# Toshiba SD-H400 Image?



## pmpilot (Mar 23, 2005)

Can anyone help put me in touch with a working image off of a Toshiba SD-H400? The hard drive in my 11 month old unit crapped out and I need a clean image to put on a replacement hard drive.

Thanks a million,
- Pete


----------



## StanSimmons (Jun 10, 2000)

http://www.tivocommunity.com/tivo-vb/showthread.php?s=&threadid=62430&perpage=20&pagenumber=7


----------



## pmpilot (Mar 23, 2005)

The image listed in the above thread has issues. I am trying to attain a different working image for the SD-H400. I installed that image two times (successfully according to weakness) but have background issues because the image has errors. Another user of the same image in another thread has had the same issue with it. 

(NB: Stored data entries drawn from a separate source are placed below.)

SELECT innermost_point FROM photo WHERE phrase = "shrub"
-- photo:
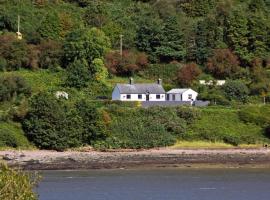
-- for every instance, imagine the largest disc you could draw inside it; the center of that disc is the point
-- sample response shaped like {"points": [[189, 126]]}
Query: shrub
{"points": [[13, 86], [52, 123], [127, 64], [188, 74], [78, 74], [223, 63], [93, 123], [16, 184], [11, 135], [236, 90], [223, 125], [143, 128], [259, 115]]}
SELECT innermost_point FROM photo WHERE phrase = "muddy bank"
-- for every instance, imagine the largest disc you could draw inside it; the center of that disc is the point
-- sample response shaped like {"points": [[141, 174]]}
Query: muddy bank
{"points": [[51, 160]]}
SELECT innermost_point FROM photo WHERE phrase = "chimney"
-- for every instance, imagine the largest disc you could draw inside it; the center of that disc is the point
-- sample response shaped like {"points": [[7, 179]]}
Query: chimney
{"points": [[159, 81], [131, 81]]}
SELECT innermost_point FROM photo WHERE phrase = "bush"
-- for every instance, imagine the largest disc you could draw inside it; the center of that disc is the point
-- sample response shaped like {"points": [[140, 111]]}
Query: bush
{"points": [[188, 74], [236, 90], [259, 115], [127, 64], [224, 125], [13, 86], [93, 124], [78, 74], [144, 128], [11, 135], [16, 184], [52, 123]]}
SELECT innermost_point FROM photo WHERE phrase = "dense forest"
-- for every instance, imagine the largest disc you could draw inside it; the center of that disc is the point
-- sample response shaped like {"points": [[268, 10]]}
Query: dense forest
{"points": [[84, 47]]}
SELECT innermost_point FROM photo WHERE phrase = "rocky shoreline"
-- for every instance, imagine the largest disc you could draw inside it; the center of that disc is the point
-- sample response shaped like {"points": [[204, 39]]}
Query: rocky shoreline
{"points": [[165, 157]]}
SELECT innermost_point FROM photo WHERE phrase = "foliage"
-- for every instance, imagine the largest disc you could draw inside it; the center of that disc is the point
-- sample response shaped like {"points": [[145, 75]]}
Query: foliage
{"points": [[223, 64], [17, 184], [13, 52], [13, 86], [217, 125], [52, 123], [11, 135], [172, 45], [93, 122], [236, 90], [187, 74], [126, 64], [85, 44], [78, 74], [100, 71], [145, 128]]}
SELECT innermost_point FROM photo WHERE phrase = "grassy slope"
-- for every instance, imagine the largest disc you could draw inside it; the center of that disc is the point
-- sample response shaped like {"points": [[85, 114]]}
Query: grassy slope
{"points": [[11, 135], [224, 124]]}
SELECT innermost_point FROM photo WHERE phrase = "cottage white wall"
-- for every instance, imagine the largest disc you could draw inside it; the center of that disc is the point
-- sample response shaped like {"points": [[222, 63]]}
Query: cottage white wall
{"points": [[177, 97], [187, 93], [134, 97], [152, 97], [116, 94]]}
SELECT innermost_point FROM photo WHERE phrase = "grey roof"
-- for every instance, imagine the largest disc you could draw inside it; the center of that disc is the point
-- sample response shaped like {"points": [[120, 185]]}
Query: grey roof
{"points": [[152, 88], [179, 91]]}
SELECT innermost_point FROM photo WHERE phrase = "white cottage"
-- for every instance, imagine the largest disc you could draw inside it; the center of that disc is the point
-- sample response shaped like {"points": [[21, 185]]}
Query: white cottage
{"points": [[139, 92], [186, 94]]}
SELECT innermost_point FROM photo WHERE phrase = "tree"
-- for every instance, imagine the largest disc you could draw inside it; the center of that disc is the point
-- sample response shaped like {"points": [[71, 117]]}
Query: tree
{"points": [[205, 39], [223, 63], [96, 14], [127, 64], [237, 33], [12, 87], [172, 45], [50, 54], [188, 74], [236, 90], [78, 74], [93, 125], [52, 123], [148, 32], [13, 51], [50, 26], [85, 44], [99, 70]]}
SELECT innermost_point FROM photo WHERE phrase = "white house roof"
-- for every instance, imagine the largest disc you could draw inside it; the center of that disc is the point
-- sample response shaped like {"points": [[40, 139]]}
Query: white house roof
{"points": [[179, 91], [138, 88]]}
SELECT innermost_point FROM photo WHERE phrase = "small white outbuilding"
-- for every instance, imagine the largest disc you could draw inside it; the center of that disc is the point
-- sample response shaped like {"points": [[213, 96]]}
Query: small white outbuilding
{"points": [[186, 94]]}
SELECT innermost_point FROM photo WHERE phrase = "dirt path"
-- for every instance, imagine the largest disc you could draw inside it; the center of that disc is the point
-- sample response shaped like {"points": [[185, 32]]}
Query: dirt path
{"points": [[126, 159]]}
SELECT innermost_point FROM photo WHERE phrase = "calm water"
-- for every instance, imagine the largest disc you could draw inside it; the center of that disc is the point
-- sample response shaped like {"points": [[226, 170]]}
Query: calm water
{"points": [[163, 184]]}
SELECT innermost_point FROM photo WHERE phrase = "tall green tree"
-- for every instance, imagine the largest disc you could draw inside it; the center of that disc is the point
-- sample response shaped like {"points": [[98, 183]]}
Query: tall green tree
{"points": [[172, 44], [237, 33], [85, 44]]}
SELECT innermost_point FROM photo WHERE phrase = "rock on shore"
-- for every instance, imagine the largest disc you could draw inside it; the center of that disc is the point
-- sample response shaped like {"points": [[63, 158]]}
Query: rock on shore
{"points": [[165, 157]]}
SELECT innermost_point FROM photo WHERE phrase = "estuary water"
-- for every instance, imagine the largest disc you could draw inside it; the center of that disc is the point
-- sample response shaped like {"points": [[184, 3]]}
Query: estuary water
{"points": [[156, 184]]}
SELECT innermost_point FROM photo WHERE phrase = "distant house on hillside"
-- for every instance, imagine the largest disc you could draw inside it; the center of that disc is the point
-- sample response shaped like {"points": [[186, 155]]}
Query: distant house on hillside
{"points": [[186, 94], [211, 82], [139, 91]]}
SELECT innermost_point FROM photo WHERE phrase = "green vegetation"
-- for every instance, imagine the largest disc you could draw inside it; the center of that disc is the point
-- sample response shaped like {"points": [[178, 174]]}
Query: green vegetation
{"points": [[74, 46], [16, 184], [225, 125], [12, 135]]}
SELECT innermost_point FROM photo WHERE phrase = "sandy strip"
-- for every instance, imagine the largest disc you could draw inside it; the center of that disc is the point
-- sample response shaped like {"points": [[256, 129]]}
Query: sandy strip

I appreciate the help I have received already in attaining that image, but it does not work once upgraded to v7.1 software.

So, if there is another Toshiba SD-H400 image out there that I can try, I'd love to give it a try.

Thanks,
- Pete


----------



## burninggecko (Jun 1, 2005)

I had the same problem. Tried the image from the ftp site multiple times without luck after the 7.1 upgrade. Any help in locating a working Toshiba image is greatly appreciated.

Thanks,
Todd


----------



## Karl123 (Sep 3, 2004)

I just found this thread...and it may explain some problems I'm having.

I had downloaded and used what I think is the same image (5.1.1b) discussed above when my SD-H400 hung up after a sudden power outtage some months ago. At that point I had not yet backed up the original image from the new unit.

Everything was fine until I recently upgraded from Basic to Lifetime, and after doing Guided Setup again, I lost the background images for all the Tivo Central menus. Live TV stays on in background, making reading the menus very difficult. Toshiba and Tivo support were no help.

Other posts indicated that would happened if an image was backed up without the -f 9999 flag. 

My software version is currently showing 7.2.1, and I'm not sure which version was in there before I upgraded my service level. But those background images were there.

So l also would like to find another source for an image file.


----------